C'est sous le double parrainage symbolique du 1er novembre, qui commémore cette année le déclenchement, il y a 63 ans, de la glorieuse guerre de Libération et célèbre également, pour les Chrétiens, la fête catholique de la Toussaint, qu'a été fleurie, avant-hier, au cimetière chrétien d'El-Kalâa de Tlemcen, devant un groupe de fidèles musulmans et chrétiens, la tombe de l'abbé Alfred Berrenguer, un militant de la première heure de la cause nationale.
Cet homme de Dieu, qui "a choisi la justice avant sa mère" pendant les heures cruciales de la lutte armée (au contraire d'un autre fils de l'Algérie coloniale, l'écrivain Albert Camus) naquit le 30 juin 1915, dans le petit village d'El-Amria (ex-Lourmel) de parents espagnols venus s'installer, au début du 20e siècle, en terre oranaise.
Jeune prêtre, dès 1936, Alfred Berrenguer opta pour le parti des "opprimés" et dénonça l'ordre colonial, notamment à travers des articles de la revue "Simoun". Le 1er novembre 1954, alors qu'il officiait, depuis 3 ans, en tant que curé dans le village de Remchi (dans la région de Tlemcen) il n'hésita pas à choisir son camps et s'engagea aux côtés des nationalistes algériens, en aidant les familles des prisonniers politiques et des moudjahidines qui avaient rejoint le maquis.
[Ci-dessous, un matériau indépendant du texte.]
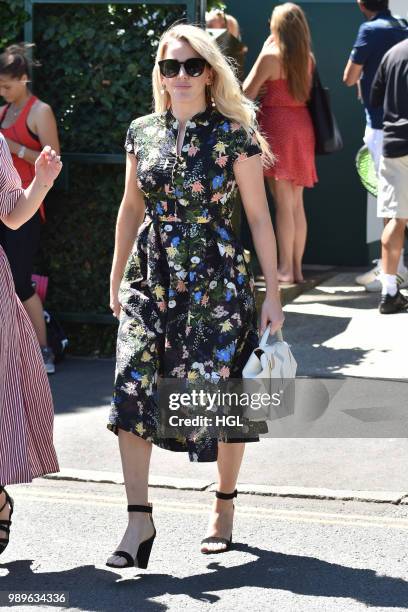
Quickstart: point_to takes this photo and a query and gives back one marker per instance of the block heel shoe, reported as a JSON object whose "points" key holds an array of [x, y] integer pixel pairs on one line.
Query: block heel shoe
{"points": [[5, 523], [217, 539], [143, 552]]}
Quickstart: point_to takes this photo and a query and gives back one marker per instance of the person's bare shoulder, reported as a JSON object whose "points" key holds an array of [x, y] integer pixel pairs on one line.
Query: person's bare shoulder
{"points": [[41, 109], [269, 57]]}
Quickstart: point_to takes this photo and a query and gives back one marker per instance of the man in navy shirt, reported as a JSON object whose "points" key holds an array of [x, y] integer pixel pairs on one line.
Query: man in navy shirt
{"points": [[375, 37], [390, 91]]}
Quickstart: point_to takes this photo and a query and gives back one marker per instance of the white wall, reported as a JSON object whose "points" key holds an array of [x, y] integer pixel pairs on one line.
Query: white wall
{"points": [[399, 7]]}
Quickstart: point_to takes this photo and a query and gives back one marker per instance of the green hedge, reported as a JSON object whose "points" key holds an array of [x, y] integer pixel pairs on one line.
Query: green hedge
{"points": [[96, 74]]}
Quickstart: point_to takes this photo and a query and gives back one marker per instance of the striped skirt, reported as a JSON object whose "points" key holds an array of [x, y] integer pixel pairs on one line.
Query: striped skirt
{"points": [[26, 408]]}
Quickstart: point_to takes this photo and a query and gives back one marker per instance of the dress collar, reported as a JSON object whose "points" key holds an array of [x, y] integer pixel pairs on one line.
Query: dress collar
{"points": [[201, 118], [381, 15]]}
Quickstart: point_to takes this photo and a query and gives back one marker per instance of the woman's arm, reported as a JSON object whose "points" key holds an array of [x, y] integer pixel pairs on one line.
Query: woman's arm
{"points": [[265, 68], [250, 180], [47, 168], [45, 126], [130, 216]]}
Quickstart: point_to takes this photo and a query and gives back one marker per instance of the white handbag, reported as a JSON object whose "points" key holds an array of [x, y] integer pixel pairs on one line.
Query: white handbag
{"points": [[274, 366]]}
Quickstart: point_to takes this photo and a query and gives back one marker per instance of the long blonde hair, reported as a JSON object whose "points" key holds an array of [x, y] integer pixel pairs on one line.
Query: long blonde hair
{"points": [[225, 88], [289, 24]]}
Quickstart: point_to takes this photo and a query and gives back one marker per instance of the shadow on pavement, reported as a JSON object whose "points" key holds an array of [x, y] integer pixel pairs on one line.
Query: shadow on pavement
{"points": [[82, 383], [96, 589]]}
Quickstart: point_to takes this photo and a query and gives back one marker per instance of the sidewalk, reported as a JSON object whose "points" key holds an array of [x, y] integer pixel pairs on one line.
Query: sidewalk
{"points": [[335, 330]]}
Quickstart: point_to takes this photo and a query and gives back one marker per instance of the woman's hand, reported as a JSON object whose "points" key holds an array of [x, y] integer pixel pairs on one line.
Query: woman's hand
{"points": [[271, 313], [47, 166], [269, 42]]}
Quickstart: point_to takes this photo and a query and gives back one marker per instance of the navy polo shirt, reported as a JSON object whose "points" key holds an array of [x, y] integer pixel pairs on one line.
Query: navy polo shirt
{"points": [[375, 37]]}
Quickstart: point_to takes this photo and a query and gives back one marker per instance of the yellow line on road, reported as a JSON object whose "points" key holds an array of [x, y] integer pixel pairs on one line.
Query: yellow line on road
{"points": [[174, 507]]}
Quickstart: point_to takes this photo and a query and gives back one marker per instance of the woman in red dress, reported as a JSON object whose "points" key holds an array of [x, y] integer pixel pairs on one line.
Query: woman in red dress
{"points": [[282, 73], [26, 410], [28, 124]]}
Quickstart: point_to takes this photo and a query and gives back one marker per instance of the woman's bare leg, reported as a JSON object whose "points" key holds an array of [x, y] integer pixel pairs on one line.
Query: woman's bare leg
{"points": [[35, 312], [221, 518], [283, 195], [135, 454], [300, 234]]}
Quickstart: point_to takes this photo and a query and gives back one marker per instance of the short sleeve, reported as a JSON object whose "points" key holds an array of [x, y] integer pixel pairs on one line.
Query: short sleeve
{"points": [[244, 143], [363, 46], [378, 85], [10, 183], [130, 145]]}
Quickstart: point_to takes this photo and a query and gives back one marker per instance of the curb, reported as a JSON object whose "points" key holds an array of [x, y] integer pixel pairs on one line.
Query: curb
{"points": [[186, 484]]}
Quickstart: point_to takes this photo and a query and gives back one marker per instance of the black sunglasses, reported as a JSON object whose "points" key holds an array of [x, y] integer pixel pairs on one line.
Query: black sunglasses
{"points": [[194, 67]]}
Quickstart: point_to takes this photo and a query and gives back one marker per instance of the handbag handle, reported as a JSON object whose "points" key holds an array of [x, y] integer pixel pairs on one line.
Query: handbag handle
{"points": [[266, 334]]}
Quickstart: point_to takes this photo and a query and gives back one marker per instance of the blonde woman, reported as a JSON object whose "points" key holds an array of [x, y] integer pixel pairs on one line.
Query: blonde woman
{"points": [[186, 304], [283, 71]]}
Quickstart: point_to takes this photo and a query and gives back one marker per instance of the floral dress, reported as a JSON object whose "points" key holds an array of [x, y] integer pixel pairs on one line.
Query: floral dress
{"points": [[187, 295]]}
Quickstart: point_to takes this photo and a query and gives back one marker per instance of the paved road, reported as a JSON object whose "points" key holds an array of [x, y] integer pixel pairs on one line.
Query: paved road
{"points": [[325, 342], [291, 555]]}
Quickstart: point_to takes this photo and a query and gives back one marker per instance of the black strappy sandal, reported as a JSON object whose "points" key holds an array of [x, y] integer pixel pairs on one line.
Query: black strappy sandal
{"points": [[217, 539], [5, 523], [143, 552]]}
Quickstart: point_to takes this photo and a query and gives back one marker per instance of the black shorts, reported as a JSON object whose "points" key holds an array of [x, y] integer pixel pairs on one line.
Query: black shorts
{"points": [[21, 247]]}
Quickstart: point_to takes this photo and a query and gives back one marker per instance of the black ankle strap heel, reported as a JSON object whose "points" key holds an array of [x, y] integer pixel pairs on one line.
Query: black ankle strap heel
{"points": [[5, 523], [143, 552], [221, 495], [217, 539]]}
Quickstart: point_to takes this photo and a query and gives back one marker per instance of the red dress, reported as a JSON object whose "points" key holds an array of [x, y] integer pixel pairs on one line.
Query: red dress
{"points": [[287, 126], [26, 408], [19, 132]]}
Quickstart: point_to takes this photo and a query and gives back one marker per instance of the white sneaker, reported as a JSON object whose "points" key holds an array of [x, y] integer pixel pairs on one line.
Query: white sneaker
{"points": [[402, 281], [371, 275]]}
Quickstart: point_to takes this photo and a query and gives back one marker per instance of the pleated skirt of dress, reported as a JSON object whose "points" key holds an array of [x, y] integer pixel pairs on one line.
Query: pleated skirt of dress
{"points": [[26, 407]]}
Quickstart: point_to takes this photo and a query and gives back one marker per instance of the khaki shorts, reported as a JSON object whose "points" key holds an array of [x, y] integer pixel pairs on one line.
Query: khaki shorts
{"points": [[392, 201]]}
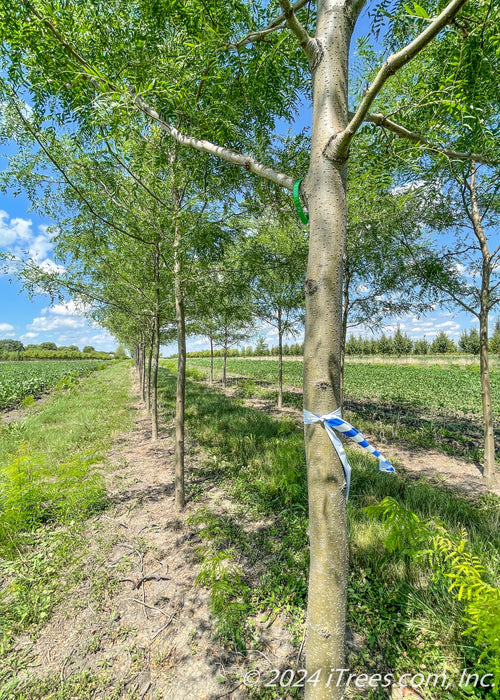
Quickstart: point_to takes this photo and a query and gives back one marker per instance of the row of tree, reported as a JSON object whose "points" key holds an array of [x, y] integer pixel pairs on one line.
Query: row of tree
{"points": [[399, 344], [125, 129], [15, 350]]}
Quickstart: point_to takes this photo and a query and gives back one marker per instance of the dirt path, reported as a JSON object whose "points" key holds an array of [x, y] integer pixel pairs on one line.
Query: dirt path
{"points": [[138, 621]]}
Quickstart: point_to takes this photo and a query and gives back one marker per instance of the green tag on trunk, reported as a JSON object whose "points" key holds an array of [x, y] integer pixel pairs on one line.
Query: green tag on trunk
{"points": [[298, 206]]}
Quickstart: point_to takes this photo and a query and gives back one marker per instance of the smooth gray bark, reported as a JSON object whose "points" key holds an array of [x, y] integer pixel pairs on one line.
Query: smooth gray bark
{"points": [[180, 401], [326, 193]]}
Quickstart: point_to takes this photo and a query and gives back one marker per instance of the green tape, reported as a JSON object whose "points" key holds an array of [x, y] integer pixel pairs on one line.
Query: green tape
{"points": [[298, 206]]}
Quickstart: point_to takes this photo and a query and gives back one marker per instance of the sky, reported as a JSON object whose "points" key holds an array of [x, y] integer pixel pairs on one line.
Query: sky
{"points": [[36, 320]]}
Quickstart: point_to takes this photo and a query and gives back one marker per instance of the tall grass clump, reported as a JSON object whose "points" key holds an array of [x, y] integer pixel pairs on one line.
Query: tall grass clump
{"points": [[402, 618]]}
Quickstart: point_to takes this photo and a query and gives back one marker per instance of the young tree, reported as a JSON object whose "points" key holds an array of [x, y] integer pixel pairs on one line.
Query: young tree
{"points": [[274, 254], [201, 73]]}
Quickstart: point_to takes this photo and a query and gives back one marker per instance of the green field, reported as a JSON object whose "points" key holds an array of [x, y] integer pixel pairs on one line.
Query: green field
{"points": [[453, 388], [427, 406], [21, 379]]}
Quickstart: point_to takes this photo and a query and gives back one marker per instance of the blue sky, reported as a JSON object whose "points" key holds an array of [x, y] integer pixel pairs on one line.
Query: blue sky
{"points": [[35, 320]]}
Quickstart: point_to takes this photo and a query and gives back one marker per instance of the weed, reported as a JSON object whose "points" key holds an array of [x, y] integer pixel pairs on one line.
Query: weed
{"points": [[404, 619]]}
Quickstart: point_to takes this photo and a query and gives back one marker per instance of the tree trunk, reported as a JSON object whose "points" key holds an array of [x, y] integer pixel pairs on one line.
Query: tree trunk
{"points": [[326, 191], [224, 373], [150, 360], [489, 436], [345, 312], [211, 360], [280, 361], [156, 351], [181, 369], [143, 366]]}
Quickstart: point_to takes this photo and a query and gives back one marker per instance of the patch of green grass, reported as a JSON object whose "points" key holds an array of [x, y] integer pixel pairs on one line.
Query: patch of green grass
{"points": [[81, 685], [406, 620], [428, 406], [50, 482]]}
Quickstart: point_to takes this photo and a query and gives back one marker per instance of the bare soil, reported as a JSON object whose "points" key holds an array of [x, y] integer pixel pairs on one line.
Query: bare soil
{"points": [[138, 619]]}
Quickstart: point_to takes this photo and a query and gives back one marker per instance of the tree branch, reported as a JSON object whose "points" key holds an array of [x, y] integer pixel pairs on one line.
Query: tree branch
{"points": [[338, 146], [275, 25], [230, 156], [308, 44], [414, 136]]}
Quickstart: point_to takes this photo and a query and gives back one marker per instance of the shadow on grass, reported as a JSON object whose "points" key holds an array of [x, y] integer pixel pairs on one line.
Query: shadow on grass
{"points": [[405, 618]]}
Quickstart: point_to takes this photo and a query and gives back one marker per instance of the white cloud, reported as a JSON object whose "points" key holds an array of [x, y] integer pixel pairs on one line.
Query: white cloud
{"points": [[68, 308], [14, 231], [49, 265], [451, 325]]}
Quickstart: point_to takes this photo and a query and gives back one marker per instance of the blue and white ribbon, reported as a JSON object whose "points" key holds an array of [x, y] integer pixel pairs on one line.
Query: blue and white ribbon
{"points": [[333, 421]]}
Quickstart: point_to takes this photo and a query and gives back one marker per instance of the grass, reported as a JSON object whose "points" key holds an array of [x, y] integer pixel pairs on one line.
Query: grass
{"points": [[50, 482], [427, 406], [405, 618]]}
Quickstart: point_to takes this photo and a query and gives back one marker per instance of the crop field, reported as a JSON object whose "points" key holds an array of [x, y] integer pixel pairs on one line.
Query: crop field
{"points": [[450, 387], [21, 379], [427, 406]]}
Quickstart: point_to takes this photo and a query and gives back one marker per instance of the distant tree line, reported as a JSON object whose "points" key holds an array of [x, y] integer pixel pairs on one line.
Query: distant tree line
{"points": [[15, 350], [397, 345]]}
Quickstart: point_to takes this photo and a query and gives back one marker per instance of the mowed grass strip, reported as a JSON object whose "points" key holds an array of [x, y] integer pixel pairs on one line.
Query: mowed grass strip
{"points": [[254, 556], [50, 482], [427, 406]]}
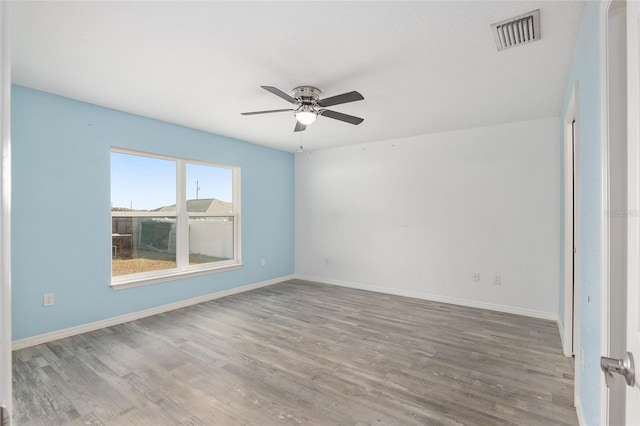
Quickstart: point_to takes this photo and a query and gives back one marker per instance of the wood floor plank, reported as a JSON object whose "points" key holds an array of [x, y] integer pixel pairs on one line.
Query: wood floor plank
{"points": [[302, 353]]}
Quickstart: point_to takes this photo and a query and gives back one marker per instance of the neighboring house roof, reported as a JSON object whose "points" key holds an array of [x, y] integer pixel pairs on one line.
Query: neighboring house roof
{"points": [[204, 205]]}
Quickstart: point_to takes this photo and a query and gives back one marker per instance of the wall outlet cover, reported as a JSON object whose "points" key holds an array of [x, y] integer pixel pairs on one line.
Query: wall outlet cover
{"points": [[48, 299]]}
Dénoncé, il sera expulsé hors d'Algérie, en 1958.
À chaque fois qu'il en eut l'occasion, Mgr Henri Teissier, l'ancien évêque d'Alger, a mis un point d'honneur à rappeler, dans des interviews à la presse, que c'est grâce à l'action de l'abbé Berrenguer que l'Algérie combattante a gagné le soutien de l'Amérique latine à sa cause.
"André Malraux, émissaire français en Amérique latine, ne connaissait pas l'Algérie ni la langue espagnole. Aussi, il était facile à l'abbé Berrenguer de déconstruire les arguments de Malraux. Il passait après lui, dans chaque pays sud-américain, et expliquait en espagnol ce qu'était le fond du problème algérien et le pourquoi de la guerre" a plusieurs fois témoigné Mgr Teissier.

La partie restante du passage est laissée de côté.